First we import functions:

import jax.numpy as jnp
import numpy as np
import numpyro
import numpyro.distributions as dist
from flax import linen as nn
from jax.random import PRNGKey
from numpyro.contrib.module import random_flax_module
from numpyro.infer import (
    SVI,
    Predictive,
    TraceMeanField_ELBO,
    autoguide,
    init_to_feasible,
)
from optax import adam, exponential_decay

Then we define the demand function (demand_exponential) and the full Bayesian model (exponential_demand_poisson) using the Flax neural network:

def demand_exponential(D0, beta, price):
    return D0 * jnp.exp(-beta * price)

class NeuralNetwork(nn.Module):
    output_dim: int
    hidden_layers: list

    @nn.compact
    def __call__(self, x):
        for n_units in self.hidden_layers:
            x = nn.Dense(n_units)(x)
            x = nn.relu(x)
        out = nn.Dense(self.output_dim)(x)
        return out.squeeze().T  # allows for unpacking for both 1 and multiple outputs

def exponential_demand_poisson(
    x,
    price=None,
    y=None,
):
    neural_network = NeuralNetwork(output_dim=2, hidden_layers=[32, 16])
    bayesian_neural_network = random_flax_module(
        "nn",
        neural_network,
        prior=(lambda name, shape: dist.Cauchy() if name == "bias" else dist.Normal()),
        input_shape=x.shape,
    )

    N = x.shape[0]
    with numpyro.plate("observations", N):
        log_D0, log_beta = bayesian_neural_network(x)
        D0 = numpyro.deterministic("D0", jnp.exp(log_D0))
        beta = numpyro.deterministic("beta", jnp.exp(log_beta))

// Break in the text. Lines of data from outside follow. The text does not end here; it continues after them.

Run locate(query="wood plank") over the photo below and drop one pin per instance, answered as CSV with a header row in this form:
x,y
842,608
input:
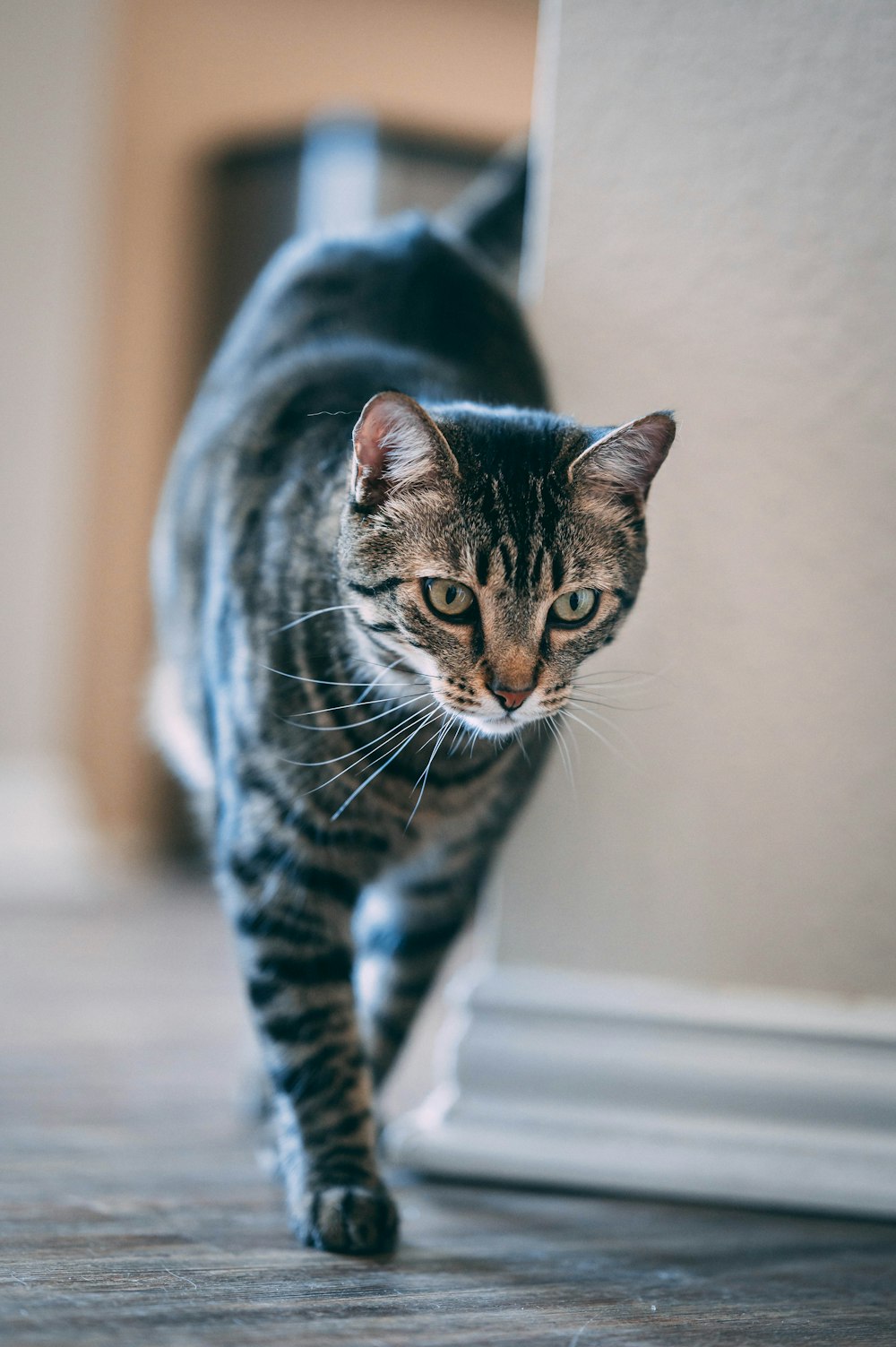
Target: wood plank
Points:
x,y
133,1208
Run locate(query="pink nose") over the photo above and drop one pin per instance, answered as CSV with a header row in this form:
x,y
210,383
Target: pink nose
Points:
x,y
511,698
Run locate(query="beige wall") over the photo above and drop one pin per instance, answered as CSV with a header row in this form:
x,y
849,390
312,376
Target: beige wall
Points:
x,y
54,65
193,74
719,237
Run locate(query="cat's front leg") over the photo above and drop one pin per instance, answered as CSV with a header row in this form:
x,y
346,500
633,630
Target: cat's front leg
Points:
x,y
407,923
293,923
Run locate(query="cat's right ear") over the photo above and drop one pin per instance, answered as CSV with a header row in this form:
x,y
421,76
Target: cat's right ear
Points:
x,y
396,445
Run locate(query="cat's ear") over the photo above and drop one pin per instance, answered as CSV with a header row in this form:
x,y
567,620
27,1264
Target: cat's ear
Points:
x,y
396,445
628,457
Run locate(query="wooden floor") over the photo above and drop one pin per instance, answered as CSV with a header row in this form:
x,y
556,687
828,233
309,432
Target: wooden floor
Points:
x,y
133,1208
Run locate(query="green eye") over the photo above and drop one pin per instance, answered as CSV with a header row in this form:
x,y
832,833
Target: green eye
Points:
x,y
449,599
574,608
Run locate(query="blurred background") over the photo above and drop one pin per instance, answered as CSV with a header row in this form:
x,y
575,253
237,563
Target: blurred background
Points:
x,y
711,227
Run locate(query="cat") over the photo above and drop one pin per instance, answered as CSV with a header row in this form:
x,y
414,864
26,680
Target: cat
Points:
x,y
377,567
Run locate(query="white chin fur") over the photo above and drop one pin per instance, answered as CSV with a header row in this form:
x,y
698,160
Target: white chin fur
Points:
x,y
492,728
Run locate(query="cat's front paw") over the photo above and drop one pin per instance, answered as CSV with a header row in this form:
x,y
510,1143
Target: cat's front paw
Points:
x,y
349,1221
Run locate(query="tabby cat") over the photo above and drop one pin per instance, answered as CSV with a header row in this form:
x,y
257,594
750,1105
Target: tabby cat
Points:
x,y
377,567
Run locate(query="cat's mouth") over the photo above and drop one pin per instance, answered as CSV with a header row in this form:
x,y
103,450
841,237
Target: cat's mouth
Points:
x,y
500,725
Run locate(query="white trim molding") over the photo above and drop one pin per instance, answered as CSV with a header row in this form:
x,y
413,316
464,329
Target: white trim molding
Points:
x,y
47,842
647,1087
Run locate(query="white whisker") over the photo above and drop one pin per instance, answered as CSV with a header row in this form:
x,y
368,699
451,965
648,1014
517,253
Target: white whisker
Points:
x,y
382,768
306,617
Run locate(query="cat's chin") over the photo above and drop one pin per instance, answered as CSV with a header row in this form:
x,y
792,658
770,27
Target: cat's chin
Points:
x,y
494,726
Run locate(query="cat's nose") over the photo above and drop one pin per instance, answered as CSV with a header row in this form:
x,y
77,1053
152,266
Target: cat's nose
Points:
x,y
511,698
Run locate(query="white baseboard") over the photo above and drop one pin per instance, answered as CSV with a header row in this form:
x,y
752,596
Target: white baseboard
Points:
x,y
647,1087
46,840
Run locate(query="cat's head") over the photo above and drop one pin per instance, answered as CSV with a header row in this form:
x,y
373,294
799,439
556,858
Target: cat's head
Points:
x,y
492,549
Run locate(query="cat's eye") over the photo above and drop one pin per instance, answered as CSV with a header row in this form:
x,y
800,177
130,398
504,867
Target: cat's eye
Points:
x,y
449,599
574,608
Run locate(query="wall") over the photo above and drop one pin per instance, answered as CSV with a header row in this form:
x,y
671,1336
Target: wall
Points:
x,y
716,233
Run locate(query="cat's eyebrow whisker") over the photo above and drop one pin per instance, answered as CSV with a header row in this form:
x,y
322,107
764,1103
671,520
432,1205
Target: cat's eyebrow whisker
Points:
x,y
382,768
306,617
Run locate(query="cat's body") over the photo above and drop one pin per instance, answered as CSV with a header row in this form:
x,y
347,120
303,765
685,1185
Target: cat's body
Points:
x,y
332,624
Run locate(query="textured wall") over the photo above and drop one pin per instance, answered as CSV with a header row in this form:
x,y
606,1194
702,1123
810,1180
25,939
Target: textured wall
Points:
x,y
717,236
54,59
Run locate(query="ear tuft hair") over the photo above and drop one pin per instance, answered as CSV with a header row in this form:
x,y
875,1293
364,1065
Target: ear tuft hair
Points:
x,y
396,445
630,455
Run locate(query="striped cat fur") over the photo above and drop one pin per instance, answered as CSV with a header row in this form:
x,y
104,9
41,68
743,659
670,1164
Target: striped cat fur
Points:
x,y
377,567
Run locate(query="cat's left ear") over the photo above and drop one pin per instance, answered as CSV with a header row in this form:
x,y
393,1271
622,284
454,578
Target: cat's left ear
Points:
x,y
396,445
628,457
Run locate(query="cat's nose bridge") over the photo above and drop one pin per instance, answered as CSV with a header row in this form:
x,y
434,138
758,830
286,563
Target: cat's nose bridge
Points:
x,y
511,674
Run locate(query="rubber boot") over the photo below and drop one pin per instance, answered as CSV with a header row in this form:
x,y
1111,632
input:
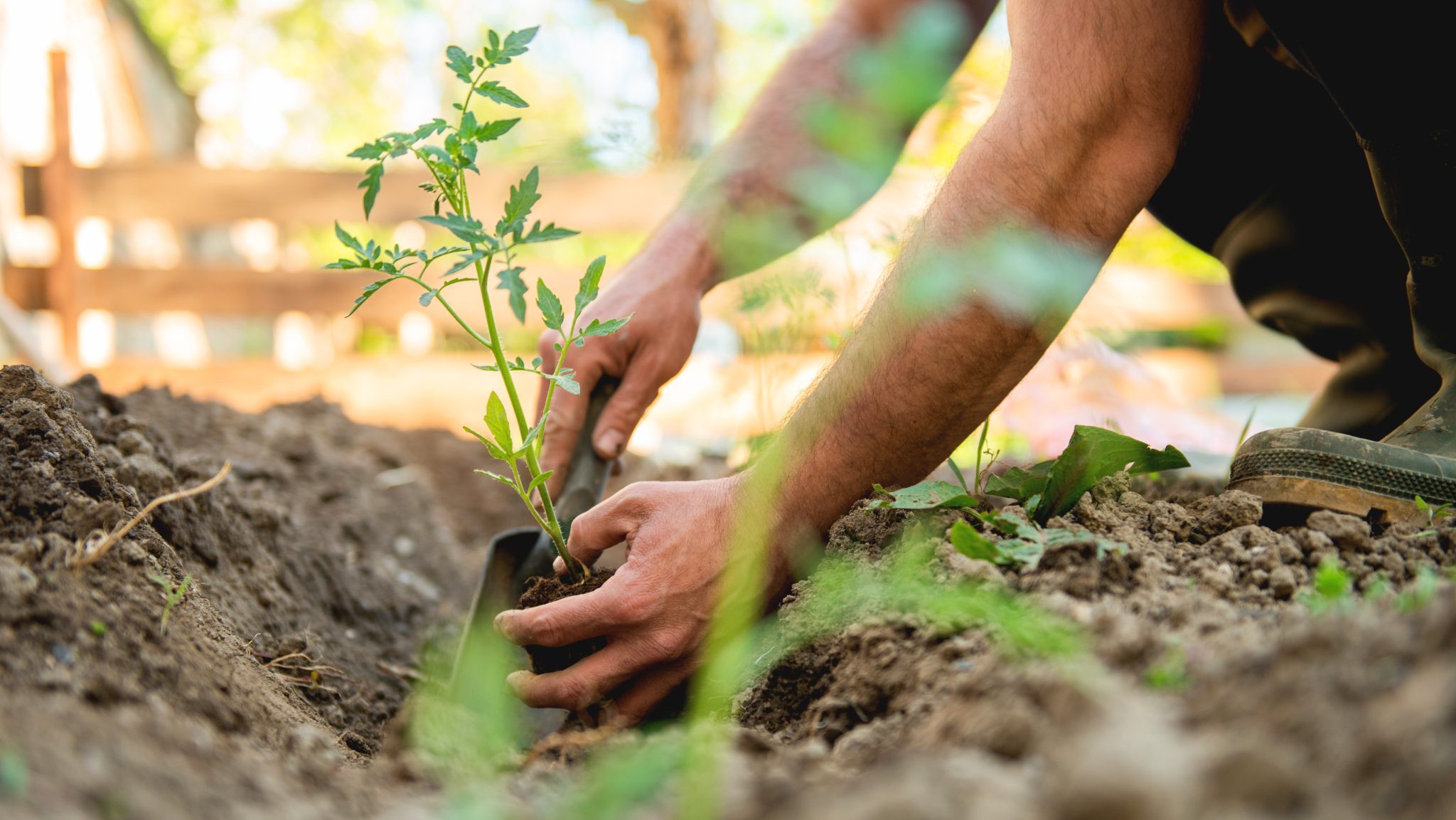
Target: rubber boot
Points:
x,y
1411,471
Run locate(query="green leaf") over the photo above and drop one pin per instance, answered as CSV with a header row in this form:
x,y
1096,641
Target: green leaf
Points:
x,y
369,290
590,283
498,422
597,328
501,95
465,261
567,380
973,543
494,130
348,239
1019,484
373,176
523,198
926,496
500,478
491,447
539,481
1094,453
464,228
511,282
459,62
550,307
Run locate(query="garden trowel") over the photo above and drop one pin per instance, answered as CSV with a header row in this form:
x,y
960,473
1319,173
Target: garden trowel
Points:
x,y
520,554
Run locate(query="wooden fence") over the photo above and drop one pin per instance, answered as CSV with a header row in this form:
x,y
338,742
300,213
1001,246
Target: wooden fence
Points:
x,y
190,196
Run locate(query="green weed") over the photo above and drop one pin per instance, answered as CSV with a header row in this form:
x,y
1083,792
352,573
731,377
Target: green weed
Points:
x,y
171,596
481,247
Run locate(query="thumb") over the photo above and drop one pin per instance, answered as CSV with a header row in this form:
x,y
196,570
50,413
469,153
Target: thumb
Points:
x,y
625,410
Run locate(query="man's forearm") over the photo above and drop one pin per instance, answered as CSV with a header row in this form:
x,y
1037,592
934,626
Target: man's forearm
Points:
x,y
761,194
1076,162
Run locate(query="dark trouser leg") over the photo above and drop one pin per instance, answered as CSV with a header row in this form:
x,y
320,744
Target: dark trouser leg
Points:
x,y
1271,184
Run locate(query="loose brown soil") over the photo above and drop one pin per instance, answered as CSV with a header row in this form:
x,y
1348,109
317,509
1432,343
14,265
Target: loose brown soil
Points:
x,y
1207,686
545,590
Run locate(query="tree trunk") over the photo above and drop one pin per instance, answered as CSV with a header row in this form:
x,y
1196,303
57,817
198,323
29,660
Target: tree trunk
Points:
x,y
682,37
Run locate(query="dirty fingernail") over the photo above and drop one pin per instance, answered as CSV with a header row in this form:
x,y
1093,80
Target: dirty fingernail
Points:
x,y
611,442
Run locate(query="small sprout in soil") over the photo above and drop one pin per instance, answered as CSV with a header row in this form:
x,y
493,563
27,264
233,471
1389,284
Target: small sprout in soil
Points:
x,y
100,542
1169,673
479,248
1054,487
15,775
1331,589
171,596
1432,514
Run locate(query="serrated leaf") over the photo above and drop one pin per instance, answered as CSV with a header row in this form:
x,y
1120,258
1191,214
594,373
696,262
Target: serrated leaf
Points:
x,y
550,307
548,233
494,130
501,95
567,380
348,239
465,229
500,478
1094,453
590,283
973,543
599,328
511,282
373,178
926,496
519,206
465,261
539,481
459,62
498,422
1019,484
491,446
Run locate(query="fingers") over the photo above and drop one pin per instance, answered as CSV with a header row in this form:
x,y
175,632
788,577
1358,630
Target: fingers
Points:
x,y
565,621
625,410
648,691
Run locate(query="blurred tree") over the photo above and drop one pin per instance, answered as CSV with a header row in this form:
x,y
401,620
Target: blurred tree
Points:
x,y
683,40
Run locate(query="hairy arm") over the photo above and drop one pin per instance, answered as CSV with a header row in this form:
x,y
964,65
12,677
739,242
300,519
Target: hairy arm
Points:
x,y
1089,124
828,122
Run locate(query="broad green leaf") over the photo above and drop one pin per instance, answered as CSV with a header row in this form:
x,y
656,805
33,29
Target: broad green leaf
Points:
x,y
590,283
550,307
973,543
466,261
459,62
498,422
501,95
1094,453
523,198
1019,484
494,130
464,228
597,328
926,496
511,282
370,184
348,239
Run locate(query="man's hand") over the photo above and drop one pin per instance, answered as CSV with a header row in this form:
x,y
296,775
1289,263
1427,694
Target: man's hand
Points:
x,y
660,289
654,611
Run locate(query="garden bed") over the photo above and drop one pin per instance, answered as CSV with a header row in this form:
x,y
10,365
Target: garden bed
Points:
x,y
1210,669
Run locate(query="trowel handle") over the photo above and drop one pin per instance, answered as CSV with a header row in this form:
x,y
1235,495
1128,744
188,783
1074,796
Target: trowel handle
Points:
x,y
589,474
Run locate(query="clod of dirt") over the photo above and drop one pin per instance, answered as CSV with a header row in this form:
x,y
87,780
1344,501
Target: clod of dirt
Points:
x,y
542,590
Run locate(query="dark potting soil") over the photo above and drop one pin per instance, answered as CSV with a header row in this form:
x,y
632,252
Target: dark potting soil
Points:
x,y
542,590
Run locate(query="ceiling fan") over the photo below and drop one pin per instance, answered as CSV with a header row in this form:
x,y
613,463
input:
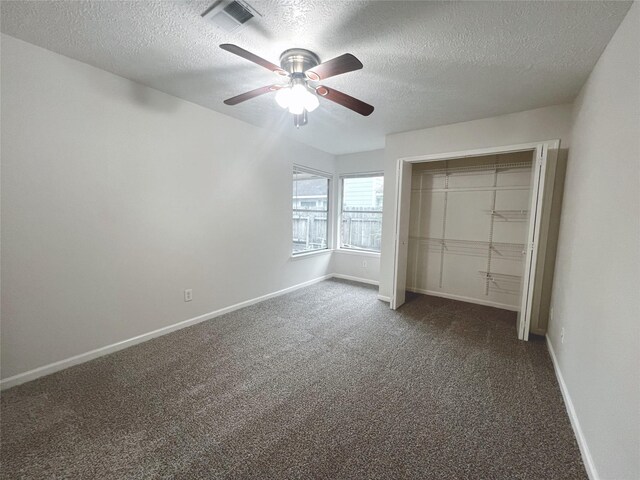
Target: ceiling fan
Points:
x,y
298,95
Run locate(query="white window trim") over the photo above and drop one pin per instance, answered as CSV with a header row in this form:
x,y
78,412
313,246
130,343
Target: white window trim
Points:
x,y
337,237
330,234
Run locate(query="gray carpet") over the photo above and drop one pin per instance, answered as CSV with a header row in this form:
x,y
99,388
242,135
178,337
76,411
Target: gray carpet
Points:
x,y
325,382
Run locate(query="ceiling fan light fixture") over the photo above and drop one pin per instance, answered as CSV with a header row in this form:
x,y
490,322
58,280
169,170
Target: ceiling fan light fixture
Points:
x,y
283,97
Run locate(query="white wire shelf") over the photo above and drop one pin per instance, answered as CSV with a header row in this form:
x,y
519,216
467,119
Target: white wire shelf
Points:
x,y
477,248
474,168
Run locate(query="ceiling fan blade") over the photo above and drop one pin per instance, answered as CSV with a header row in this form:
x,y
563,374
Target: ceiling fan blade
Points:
x,y
345,100
241,52
336,66
251,94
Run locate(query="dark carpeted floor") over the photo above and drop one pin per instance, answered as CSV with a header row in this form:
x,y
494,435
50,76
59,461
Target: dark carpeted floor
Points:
x,y
325,382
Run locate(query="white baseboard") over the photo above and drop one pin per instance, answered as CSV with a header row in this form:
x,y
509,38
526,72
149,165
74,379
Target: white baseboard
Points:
x,y
99,352
355,279
461,298
573,417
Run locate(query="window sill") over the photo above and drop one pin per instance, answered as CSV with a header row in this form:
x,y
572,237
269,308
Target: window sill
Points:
x,y
353,251
311,254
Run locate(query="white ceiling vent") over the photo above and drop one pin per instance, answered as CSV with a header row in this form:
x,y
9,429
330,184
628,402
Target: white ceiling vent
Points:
x,y
229,15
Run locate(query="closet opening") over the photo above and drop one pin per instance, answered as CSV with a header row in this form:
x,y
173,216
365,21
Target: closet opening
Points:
x,y
468,227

        if price is not None:
            D = demand_exponential(D0, beta, price)
            D = numpyro.deterministic("D", D + 0.01)  # constant to avoid zero demand
            numpyro.sample("demand", dist.Poisson(D), obs=y)

Now we generate som toy data:

def generate_data(N):
    np.random.seed(42)
    N = 100
    x = np.hstack(
        [
            np.random.normal(loc=5, size=(N, 3)),
            np.random.randint(0, 10, size=(N, 1)),
        ]
    )
    price = np.random.uniform(0, 10, size=N)

    d0 = x[:, 0] ** 2 + x[:, 1] + 10 * x[:, -1]
    beta = 0.1
    d = demand_exponential(d0, beta, price)
    y = np.random.poisson(d)

    return x, y, price

x, y, price = generate_data(N=1000)

and fit it using SVI:

rng_key = PRNGKey(0)
n_fit_iterations = 10_000
n_samples = 1000

guide = autoguide.AutoNormal(
    exponential_demand_poisson,
    init_loc_fn=init_to_feasible,
)

learning_rate = 0.01
decay_rate = 0.01
optimizer = adam(
    exponential_decay(
        learning_rate,
        n_fit_iterations,
        decay_rate,
    )
)

svi = SVI(
    exponential_demand_poisson,
    guide,
    optimizer,
    TraceMeanField_ELBO(),
)

svi_result = svi.run(
    rng_key,
    n_fit_iterations,
    progress_bar=True,
    x=x,
    price=price,
    y=y,
)

Now we arrive at the goal. I want to make iterative_predict faster by hopefully utilize jax or any Numpyro-related functions:

f_predictive = Predictive(
    exponential_demand_poisson,
    guide=guide,
    params=svi_result.params,
    num_samples=n_samples,
    return_sites=["D0", "beta", "demand"],
    parallel=False,
)

def iterative_predict(x, M=10):
    demands = np.zeros((len(x), M))
    x = x.copy()

    for i in range(M):
        posterior = f_predictive(
            rng_key,
            x=x,
            price=price,
            y=None,
        )

        mean_demand = posterior["demand"].mean(axis=0)
        x[:, -1] = mean_demand / 10
        demands[:, i] = mean_demand

    return demands

So the idea is that we use the trained Bayesian neural network in f_predictive and iteratively predict on the data x where the x itself changes according to the output of the previous step.

I hope this makes sense. Btw, thanks a lot for the help so far, @martinjankowiak and @HughMcDougallAstro !

fehiepsi · October 4, 2023, 11:29am

posterior = f_predictive(
            rng_key,
            x=x,
            price=price,
            y=None,
        )

this function can be jitted to make the iteration faster. You can use lax.scan but a for loop is enough I guess.

wc4 · October 5, 2023, 12:03pm

That was indeed the trick, @fehiepsi, thanks a lot! Now we can run it for 100 iterations in less than a second, so that’s perfect.